For those of us who spend most of our time in cloud-based, scale-out data warehouses, the entire concept of an in-process, local database is a bit of a conceptual challenge. What does one use such a thing for? Why is it needed?
While most SaaS applications are backed by cloud-based databases (i.e. Aurora), which seems natural to us, there are tons of applications who want to store their data on-device and return it with zero network latency. Think mobile, think IoT. Energy-conserving, network-not-always-available, latency-sensitive. Small, local, instant data storage and processing. Cool!
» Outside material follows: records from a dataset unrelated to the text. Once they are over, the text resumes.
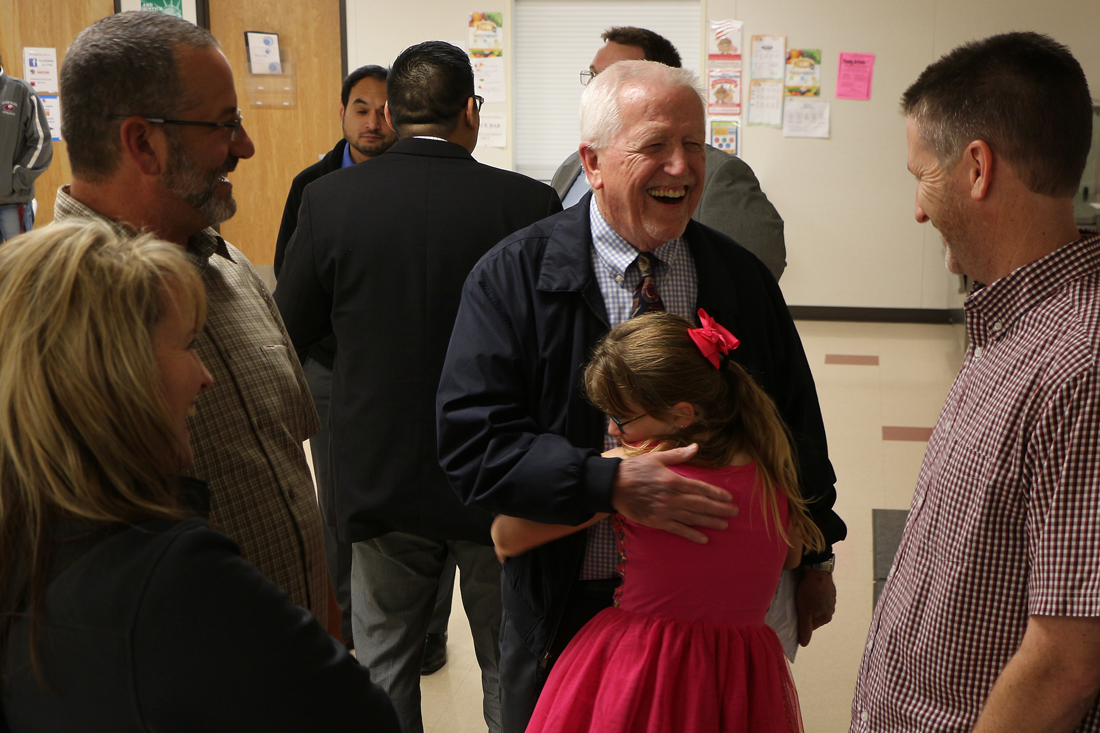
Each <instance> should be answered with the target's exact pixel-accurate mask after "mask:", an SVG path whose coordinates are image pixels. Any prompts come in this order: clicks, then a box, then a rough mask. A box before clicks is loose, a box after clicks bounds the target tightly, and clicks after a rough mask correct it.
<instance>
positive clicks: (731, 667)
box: [527, 464, 802, 733]
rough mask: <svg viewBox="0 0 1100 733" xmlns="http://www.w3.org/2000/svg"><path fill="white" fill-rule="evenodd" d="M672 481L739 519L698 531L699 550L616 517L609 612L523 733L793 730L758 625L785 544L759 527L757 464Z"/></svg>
mask: <svg viewBox="0 0 1100 733" xmlns="http://www.w3.org/2000/svg"><path fill="white" fill-rule="evenodd" d="M672 470H674V471H676V472H678V473H680V474H682V475H685V477H687V478H692V479H700V480H702V481H706V482H707V483H711V484H714V485H717V486H720V488H723V489H726V490H727V491H729V492H730V493H731V494H733V496H734V504H735V505H737V506H738V507H739V510H740V512H739V514H738V516H737V517H735V518H734V519H731V521H730V523H729V528H728V529H725V530H716V529H703V530H702V532H704V533H705V534H706V535H707V536H708V537H709V543H707V544H706V545H696V544H695V543H692V541H690V540H687V539H684V538H683V537H679V536H675V535H672V534H670V533H667V532H663V530H660V529H650V528H648V527H643V526H641V525H638V524H635V523H632V522H630V521H629V519H626V518H625V517H623V516H620V515H616V516H615V526H616V534H617V535H618V545H619V553H620V558H621V560H620V564H619V572H620V575H621V576H623V586H621V587H620V588H619V591H618V593H617V599H616V606H615V608H610V609H605V610H604V611H602V612H599V613H598V614H597V615H596V616H595V617H594V619H593V620H592V621H590V622H588V623H587V624H586V625H585V626H584V627H583V628H582V630H581V631H580V632H579V633H577V635H576V636H575V637H574V638H573V639H572V641H571V642H570V644H569V646H566V647H565V650H564V652H563V653H562V655H561V658H560V659H558V661H557V664H555V665H554V667H553V670H552V671H551V674H550V678H549V679H548V680H547V685H546V688H544V689H543V691H542V694H541V697H540V698H539V702H538V705H537V707H536V709H535V714H533V715H532V718H531V722H530V724H529V725H528V727H527V733H559V732H561V733H596V732H598V733H627V732H629V733H668V732H669V731H691V732H692V733H712V732H713V733H726V732H728V733H799V732H801V731H802V719H801V714H800V712H799V701H798V696H796V693H795V689H794V681H793V680H792V679H791V674H790V668H789V667H788V664H787V658H785V657H784V656H783V648H782V645H781V644H780V642H779V638H778V637H777V636H775V633H774V632H773V631H772V630H771V628H770V627H768V626H767V625H764V621H763V620H764V614H766V613H767V611H768V605H769V603H770V602H771V599H772V597H773V595H774V593H775V587H777V586H778V583H779V576H780V572H781V571H782V567H783V560H784V558H785V556H787V545H785V544H784V543H783V540H782V538H781V537H780V536H779V532H778V530H777V527H775V526H774V523H773V522H771V521H770V519H769V521H768V523H767V524H766V522H764V510H763V507H762V504H761V501H760V496H759V493H758V492H756V491H753V481H755V478H756V468H755V464H749V466H741V467H728V468H722V469H708V468H698V467H692V466H676V467H672ZM778 502H779V510H780V516H781V517H782V521H783V524H784V526H785V525H787V522H788V518H787V500H785V497H783V496H779V497H778Z"/></svg>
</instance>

The reason I link to this article is that this database profile is also coming to the world of analytics via DuckDB. My brain is much too small to really understand what our world looks like with dramatically more DuckDB adoption, but I know that it’s one of the things that many people whom I respect are the most excited about right now. Here’s a really useful use/do-not-use from the product creators:
The big question: what will we do with it?! Will analytical applications cache more data and do more processing locally? Will it power demo environments? I honestly do not know, but I know it’s worth paying attention to.
--
Chad Sanderson wrote about prototyping vs. production pipelines. The concept of “pipeline maturity” is timely, as ever-more analytics engineers are building pipelines and are in the process of learning how to walk the maturity curve. The article is worth reading for this concept alone.
I think Chad is going to be on an upcoming episode of the Analytics Engineering Podcast, so I’m excited to have the opportunity to go a lot deeper on many of these topics. For now, I’ll just inject two thoughts:
Prototyping vs. Production is not a binary, it’s a continuum. As a pipeline becomes more mission-critical to an org, it makes sense to invest in adding ever-more maturity to it. This investment can happen incrementally as business-criticality grows. I could even imagine a quantifiable metric (similar to test coverage?) that grades the maturity of a given pipeline.
dbt is used to build pipelines of all levels of maturity. Supporting this iterative maturation process has been a core design principle from day one. It’s critical not to overburden users with formality when they’re exploring, but it’s also critical to allow them to add maturity in-place. I have always thought about this as the tagline from an old Othello game box: “Minutes to learn, a lifetime to master.”
I would call all of those other things “guarantees”. An availability SLA is not a contract, it’s a guarantee. It requires constant human vigilance to maintain, including responding to pages in the middle of the night. A technical contract is enforced by the system it participates in.